IMA and HCFI release guidelines on dengue and chikungunya management
New Delhi, 18 August 2016: In an attempt to dispel myths and create awareness about the ongoing dengue and chikungunya outbreak in the city, IMA and HCFI today released a set of guidelines on the management of the disease.
Speaking about the issue, Padma Shri Awardee KK Aggarwal – President HCFI and Honorary Secretary General IMA said,” The incidence of dengue and chikungunya will continue to exist this month and instead of creating unnecessary chaos and panic, it is essential that awareness is created about its prevention and timely steps are taken towards disease management. One must remember that only 1% of the dengue cases are life-threatening. Most dengue cases can be handled on an outpatient basis and do not require hospitalization. Chikungunya is not fatal and does not require hospitalization. Wearing long sleeved clothes, wearing mosquito repellent with permethrin and checking for breeding in and outside one’s house is key“
Whenever Dengue or Chikungunya Case is suspected: do the followings:
- RWA should come into action and inform everyone in their colony to check for breeding in and around their houses
- Treating doctor of the dengue or chikungunya patient should inform the local IMA President and Secretary about the disease incidence so that they can send a message to all doctors in that area to stay alert
- The local MLA/MP should be informed about the outbreak of dengue in a particular area so that the necessary Vector Control Programme is put to action by the respective Municipal body.
Dengue pointers released:
- Over ninety five percent people suffer from simple dengue fever, which is not as threatening as severe dengue fever.
- In simple dengue fever there is no capillary leakage, the person requires only oral fluids, 100 ml per hour, and is advised to visit local doctor. Additionally, the patient is recommended to drink 500 ml water at the time of diagnosis
- Only those patients with dengue fever who have vomiting should consume intravenous fluids
- Those suffering from severe dengue develop capillary leakage and intra-vascular dehydration. Also, they suffer from a rapid fall in the platelet count along with rapid rise in their hematocrit levels
- They will have rapid fall in platelets along with rapid rise in hematocrit levels
- Persistent vomiting, nausea, extreme exhaustion and lethargy are some of the symptoms of dengue. Along with these symptoms, a victim might suffer unrelieved abdominal pain and mental irritability and confusion.
- These people require close daily observation
- Dengue patients are kept under close observation and are recommended to consume 1500 ml fluids (20 ml per kg) immediately
- And in case, when they cannot consume liquids orally, then intra venous fluids are a must
Chikungunya pointers released:
- Chikungunya fever is a non fatal debilitating viral illness
- Common symptoms of Chikungunya develop 3-7 days after being bitten by an infected mosquito include fever and joint pain.
- Classical triad is skin rash, joint pains and high fever.
- Most patients will recover within a week.
- At present, there is no vaccine to prevent or medicine to treat Chikungunya virus.\
- Patients are advised to get plenty of rest and drink fluids to prevent dehydration.
- It is important to note that aspirin and other non-steroidal anti-inflammatory drugs (NSAIDS) should not be taken until dengue is ruled out to reduce the risk of bleeding since both the ailments present similar symptoms.

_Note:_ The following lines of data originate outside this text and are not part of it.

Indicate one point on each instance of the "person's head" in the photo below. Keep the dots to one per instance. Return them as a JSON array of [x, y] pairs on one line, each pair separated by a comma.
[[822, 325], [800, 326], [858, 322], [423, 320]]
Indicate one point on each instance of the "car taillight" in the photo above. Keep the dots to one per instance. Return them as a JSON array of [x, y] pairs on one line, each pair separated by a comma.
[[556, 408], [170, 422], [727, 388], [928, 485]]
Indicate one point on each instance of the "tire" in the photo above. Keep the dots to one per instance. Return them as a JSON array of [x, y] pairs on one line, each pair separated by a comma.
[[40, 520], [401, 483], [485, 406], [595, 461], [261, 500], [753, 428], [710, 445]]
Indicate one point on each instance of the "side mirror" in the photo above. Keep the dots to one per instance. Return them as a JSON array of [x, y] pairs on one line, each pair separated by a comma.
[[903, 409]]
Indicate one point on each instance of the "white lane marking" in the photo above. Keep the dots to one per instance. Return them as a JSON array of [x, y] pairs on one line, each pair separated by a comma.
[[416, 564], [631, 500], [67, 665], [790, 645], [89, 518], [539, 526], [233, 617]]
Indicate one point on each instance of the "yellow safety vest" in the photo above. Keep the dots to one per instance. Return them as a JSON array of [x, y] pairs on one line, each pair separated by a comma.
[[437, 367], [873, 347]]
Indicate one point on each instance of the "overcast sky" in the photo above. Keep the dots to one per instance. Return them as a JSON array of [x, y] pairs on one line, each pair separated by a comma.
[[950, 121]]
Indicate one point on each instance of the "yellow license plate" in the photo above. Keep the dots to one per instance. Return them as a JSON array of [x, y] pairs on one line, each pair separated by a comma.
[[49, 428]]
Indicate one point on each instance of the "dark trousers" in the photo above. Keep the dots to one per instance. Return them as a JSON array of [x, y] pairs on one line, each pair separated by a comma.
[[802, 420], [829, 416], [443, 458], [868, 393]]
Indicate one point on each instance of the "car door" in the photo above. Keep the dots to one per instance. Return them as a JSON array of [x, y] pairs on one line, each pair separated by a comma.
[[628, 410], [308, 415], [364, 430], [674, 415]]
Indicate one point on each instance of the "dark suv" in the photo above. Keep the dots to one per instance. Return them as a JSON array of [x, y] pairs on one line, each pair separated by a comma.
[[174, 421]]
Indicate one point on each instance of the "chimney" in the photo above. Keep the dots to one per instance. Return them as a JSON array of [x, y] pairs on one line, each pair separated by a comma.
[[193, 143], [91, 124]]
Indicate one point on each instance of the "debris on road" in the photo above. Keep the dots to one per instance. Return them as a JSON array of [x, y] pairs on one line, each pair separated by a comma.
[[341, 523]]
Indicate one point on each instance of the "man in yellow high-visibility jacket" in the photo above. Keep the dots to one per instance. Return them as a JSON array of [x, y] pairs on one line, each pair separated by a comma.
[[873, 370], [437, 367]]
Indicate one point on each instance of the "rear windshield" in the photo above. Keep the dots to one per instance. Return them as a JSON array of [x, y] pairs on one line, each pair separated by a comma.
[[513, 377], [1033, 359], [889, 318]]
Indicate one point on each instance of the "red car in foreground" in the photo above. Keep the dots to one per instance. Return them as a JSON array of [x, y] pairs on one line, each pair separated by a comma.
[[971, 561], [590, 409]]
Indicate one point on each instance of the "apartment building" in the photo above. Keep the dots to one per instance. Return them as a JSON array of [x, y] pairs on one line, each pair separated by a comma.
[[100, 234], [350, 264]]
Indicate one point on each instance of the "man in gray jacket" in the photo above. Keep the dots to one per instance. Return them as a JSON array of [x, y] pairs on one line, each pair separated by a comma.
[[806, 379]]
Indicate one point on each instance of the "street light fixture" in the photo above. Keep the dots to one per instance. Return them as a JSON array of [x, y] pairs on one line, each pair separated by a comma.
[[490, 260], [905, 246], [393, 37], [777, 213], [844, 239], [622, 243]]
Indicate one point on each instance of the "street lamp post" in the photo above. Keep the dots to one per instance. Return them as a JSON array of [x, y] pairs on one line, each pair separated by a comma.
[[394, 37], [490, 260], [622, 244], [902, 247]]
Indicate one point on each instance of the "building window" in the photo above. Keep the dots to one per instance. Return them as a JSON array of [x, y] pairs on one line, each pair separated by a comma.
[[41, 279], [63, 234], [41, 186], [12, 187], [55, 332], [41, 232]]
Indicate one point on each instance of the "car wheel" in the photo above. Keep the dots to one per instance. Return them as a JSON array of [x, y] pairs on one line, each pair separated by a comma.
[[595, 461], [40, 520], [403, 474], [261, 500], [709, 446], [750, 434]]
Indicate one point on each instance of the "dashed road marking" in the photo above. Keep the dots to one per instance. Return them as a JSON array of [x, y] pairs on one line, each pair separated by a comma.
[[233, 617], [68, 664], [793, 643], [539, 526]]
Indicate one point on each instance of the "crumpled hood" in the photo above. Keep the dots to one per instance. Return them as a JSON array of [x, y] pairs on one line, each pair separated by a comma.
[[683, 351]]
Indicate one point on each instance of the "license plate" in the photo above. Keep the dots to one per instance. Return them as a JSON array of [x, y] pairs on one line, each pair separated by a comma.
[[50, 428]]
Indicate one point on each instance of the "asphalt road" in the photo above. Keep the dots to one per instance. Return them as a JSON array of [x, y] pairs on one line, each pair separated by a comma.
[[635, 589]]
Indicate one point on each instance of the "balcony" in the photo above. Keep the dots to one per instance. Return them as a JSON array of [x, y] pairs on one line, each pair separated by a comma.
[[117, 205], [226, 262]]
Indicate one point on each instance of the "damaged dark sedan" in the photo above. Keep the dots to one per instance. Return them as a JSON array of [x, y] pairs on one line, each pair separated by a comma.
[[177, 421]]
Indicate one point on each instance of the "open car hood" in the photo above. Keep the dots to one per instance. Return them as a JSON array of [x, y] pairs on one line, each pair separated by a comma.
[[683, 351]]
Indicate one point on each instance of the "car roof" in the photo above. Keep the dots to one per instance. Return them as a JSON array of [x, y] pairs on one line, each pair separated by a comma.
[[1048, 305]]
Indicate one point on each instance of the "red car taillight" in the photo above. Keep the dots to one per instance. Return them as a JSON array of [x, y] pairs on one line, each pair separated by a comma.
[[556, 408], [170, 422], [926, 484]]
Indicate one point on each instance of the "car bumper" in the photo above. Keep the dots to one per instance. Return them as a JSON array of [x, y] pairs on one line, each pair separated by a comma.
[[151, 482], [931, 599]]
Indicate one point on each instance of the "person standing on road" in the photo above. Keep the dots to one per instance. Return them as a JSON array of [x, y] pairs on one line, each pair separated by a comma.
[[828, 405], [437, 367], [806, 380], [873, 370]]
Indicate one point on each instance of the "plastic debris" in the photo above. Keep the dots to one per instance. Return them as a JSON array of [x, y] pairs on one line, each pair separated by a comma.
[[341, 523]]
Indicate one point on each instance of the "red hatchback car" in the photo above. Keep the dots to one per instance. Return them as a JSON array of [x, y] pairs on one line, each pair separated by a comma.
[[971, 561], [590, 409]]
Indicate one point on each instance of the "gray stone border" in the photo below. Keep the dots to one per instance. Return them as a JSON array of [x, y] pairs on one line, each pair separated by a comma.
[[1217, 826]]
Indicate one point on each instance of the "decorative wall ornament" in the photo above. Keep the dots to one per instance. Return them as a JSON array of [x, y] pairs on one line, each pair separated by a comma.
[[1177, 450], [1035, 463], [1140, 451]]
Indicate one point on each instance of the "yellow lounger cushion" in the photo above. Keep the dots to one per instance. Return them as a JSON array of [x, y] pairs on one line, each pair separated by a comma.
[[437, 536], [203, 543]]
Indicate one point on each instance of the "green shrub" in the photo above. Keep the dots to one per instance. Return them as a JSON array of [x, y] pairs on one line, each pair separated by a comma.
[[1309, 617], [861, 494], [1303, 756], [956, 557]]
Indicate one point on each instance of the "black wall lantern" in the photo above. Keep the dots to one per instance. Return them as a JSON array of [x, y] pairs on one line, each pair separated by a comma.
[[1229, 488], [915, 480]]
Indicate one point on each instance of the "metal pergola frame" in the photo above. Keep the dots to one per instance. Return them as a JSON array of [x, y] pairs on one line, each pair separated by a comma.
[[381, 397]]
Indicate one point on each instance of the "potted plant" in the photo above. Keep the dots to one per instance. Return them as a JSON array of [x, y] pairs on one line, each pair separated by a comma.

- Joint involvement seen with Chikungunya fever usually subsides in one to two weeks’ time.
- In 20% cases joint involvement may persist for weeks and in less than 10% cases, they tend to persist for months.
- In about 10 % cases, the swelling disappears; the pain subsides, but only to reappear with every other febrile illness for many months.
- Each time the same joints get swollen, with mild effusion and symptoms persist for a week or two after subsidence of the fever.
- Cold compression may easy pain.
- Non weight bearing exercises may be suggested. e. g. slowly touching the occiput (back of the head) with the palm, slow ankle exercises, pulley assisted exercises, milder forms of yoga etc.